Service public dévoyé, écoles de journalisme formatées, propagande : cette semaine dans « I‑Média » sur TV Libertés, Floriane Jeannin et Jean-Yves Le Gallou recevaient Édouard Chanot, directeur de l’Observatoire du journalisme. L’occasion de revenir sur le rapport Alloncle, grande victoire de la mouvance médiatique alternative.
Floriane Jeanin : Édouard Chanot, vous avez écrit « Brèche dans le mainstream, l’ère des médias alternatifs ». Quelle est cette brèche ? Et est-ce quelque chose de particulièrement historique ?
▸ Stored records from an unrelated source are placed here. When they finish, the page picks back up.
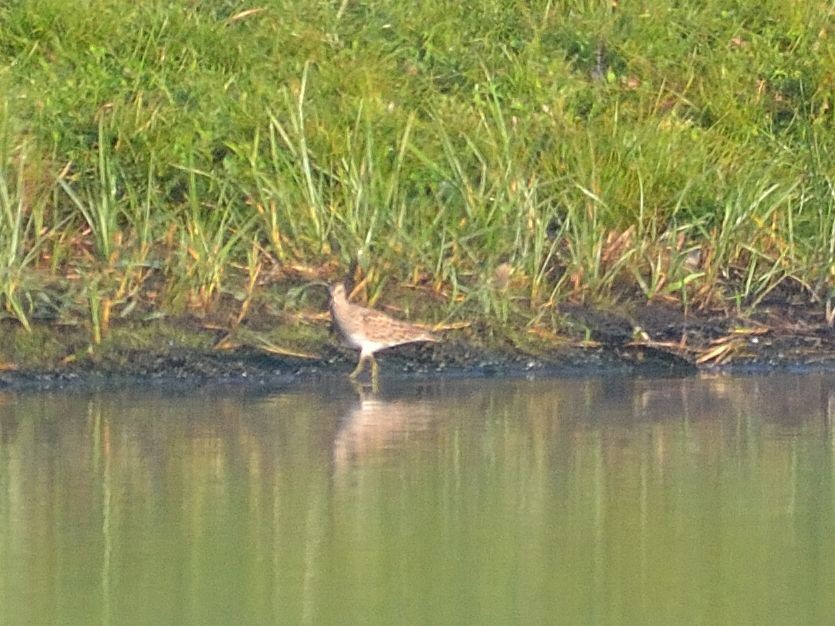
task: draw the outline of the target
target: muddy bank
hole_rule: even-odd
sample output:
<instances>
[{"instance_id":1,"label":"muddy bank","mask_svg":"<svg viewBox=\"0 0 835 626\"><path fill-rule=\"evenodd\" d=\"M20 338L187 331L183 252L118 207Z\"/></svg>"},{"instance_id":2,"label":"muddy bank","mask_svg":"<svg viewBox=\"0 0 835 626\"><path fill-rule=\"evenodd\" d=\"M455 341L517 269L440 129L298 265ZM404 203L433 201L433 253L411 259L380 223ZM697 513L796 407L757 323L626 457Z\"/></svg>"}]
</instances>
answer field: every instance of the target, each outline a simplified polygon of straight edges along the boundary
<instances>
[{"instance_id":1,"label":"muddy bank","mask_svg":"<svg viewBox=\"0 0 835 626\"><path fill-rule=\"evenodd\" d=\"M379 355L383 379L835 369L835 330L812 308L763 307L743 319L659 305L629 314L566 307L564 316L560 334L472 324L444 331L439 344L391 349ZM231 330L192 318L125 323L98 346L83 325L25 332L3 321L0 388L285 386L345 376L356 352L340 345L326 318L312 320L253 319Z\"/></svg>"}]
</instances>

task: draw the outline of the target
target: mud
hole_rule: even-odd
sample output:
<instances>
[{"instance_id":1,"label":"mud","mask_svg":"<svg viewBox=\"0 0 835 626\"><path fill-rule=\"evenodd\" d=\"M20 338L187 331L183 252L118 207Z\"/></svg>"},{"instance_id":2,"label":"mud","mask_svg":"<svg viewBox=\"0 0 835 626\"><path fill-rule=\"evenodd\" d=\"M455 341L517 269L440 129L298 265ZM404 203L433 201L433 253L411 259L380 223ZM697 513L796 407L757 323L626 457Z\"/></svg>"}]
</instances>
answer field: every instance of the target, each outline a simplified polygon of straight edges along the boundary
<instances>
[{"instance_id":1,"label":"mud","mask_svg":"<svg viewBox=\"0 0 835 626\"><path fill-rule=\"evenodd\" d=\"M444 333L439 344L393 348L378 355L382 378L835 369L835 330L813 307L766 306L745 318L684 315L663 305L629 314L565 307L563 314L559 335L474 325ZM267 320L260 322L252 328L267 327ZM342 378L356 361L356 352L339 345L326 321L293 340L286 331L254 340L260 335L244 330L189 319L133 324L115 328L103 345L91 348L84 328L42 324L25 333L3 321L0 388L286 387ZM277 354L277 341L304 356Z\"/></svg>"}]
</instances>

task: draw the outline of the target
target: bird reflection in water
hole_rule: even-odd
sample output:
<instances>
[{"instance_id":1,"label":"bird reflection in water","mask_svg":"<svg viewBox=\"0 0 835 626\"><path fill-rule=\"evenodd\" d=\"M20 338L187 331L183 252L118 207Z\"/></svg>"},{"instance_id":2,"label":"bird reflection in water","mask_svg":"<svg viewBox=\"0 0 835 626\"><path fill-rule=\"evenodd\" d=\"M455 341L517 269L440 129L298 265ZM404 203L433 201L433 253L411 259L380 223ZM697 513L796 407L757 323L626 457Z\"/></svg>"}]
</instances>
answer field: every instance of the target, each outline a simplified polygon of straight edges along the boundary
<instances>
[{"instance_id":1,"label":"bird reflection in water","mask_svg":"<svg viewBox=\"0 0 835 626\"><path fill-rule=\"evenodd\" d=\"M394 458L407 442L431 433L437 407L425 398L387 399L355 385L358 401L342 419L333 443L336 473Z\"/></svg>"}]
</instances>

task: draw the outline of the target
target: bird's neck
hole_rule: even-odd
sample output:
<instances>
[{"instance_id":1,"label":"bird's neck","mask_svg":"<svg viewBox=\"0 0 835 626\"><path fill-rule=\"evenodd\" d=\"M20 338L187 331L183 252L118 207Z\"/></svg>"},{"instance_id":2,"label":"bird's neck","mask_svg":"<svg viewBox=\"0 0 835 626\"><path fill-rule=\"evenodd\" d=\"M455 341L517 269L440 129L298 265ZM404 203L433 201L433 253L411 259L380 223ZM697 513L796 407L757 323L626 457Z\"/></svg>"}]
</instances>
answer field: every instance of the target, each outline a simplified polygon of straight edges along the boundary
<instances>
[{"instance_id":1,"label":"bird's neck","mask_svg":"<svg viewBox=\"0 0 835 626\"><path fill-rule=\"evenodd\" d=\"M345 294L335 294L331 299L331 311L333 311L335 315L347 313L350 306L351 304L348 302Z\"/></svg>"}]
</instances>

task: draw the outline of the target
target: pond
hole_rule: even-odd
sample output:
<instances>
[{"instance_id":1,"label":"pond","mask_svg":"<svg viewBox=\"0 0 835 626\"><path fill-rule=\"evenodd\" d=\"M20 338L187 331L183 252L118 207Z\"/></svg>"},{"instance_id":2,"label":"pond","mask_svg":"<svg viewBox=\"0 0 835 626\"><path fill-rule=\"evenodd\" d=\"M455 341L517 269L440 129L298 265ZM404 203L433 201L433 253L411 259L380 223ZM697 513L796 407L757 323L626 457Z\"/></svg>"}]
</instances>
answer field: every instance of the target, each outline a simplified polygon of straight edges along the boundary
<instances>
[{"instance_id":1,"label":"pond","mask_svg":"<svg viewBox=\"0 0 835 626\"><path fill-rule=\"evenodd\" d=\"M3 624L829 624L835 376L0 393Z\"/></svg>"}]
</instances>

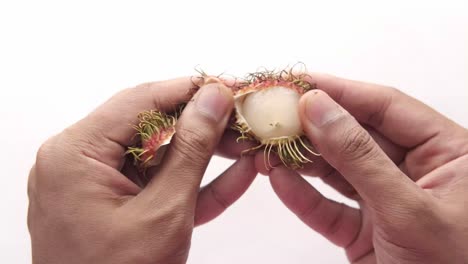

Édouard Chanot : Tout dépend de l’échelle historique bien sûr, mais il y a eu en effet une rupture avec le « mainstream », grâce à l’avènement des médias alternatifs vers 2010, puis à partir de 2018 avec l’apparition de CNews (que l’on peut classer davantage comme un « média de transition »). La mouvance alternative a émergé bien sûr grâce à deux leviers majeurs. Premièrement, la technologie, évidemment, je n’invente rien, vous le savez tous. On peut maintenant filmer une émission avec un iPhone alors qu’il fallait par le passé trois caméras, etc. Le deuxième point, c’est évidemment l’indépendance financière. Concrètement, les dons. C’est ce qui a permis de rompre avec le modèle des grandes fortunes, ou de l’État, qui étaient encore récemment les deux grands propriétaires, si je puis dire, du discours médiatique.
Floriane Jeanin : Seulement un tiers des Français fait encore confiance aux médias dominants. Est-ce une crise de confiance ou de légitimité ? Les médias sont-ils encore un contre-pouvoir ?
Édouard Chanot : La tendance est la même à travers l’Occident, en France comme aux États-Unis Les études montrent qu’environ 30 % de l’opinion ne fait pas confiance aux grands médias en France. Pourtant, 60 % des gens disent vouloir suivre l’actualité. Quand on écoute les sociologues sur les plateaux, ce serait un paradoxe de l’opinion, qui ne se connaîtrait pas elle-même. Alors au fond tout irait au mieux dans le meilleur des mondes. Mais en creux, c’est en réalité le procès implicite des médias dominants, qui ont promis d’être un contre-pouvoir mais sont devenus les serviteurs dociles du pouvoir.
F.J. : Le rapport Alloncle vient d’être adopté par les parlementaires. Il a été voté, globalement, par une majorité de députés UDR, LR et RN. Le bloc central s’est partiellement abstenu et la gauche a voté contre. Le vote s’est donc joué à un cheveu. N’est-ce pas ?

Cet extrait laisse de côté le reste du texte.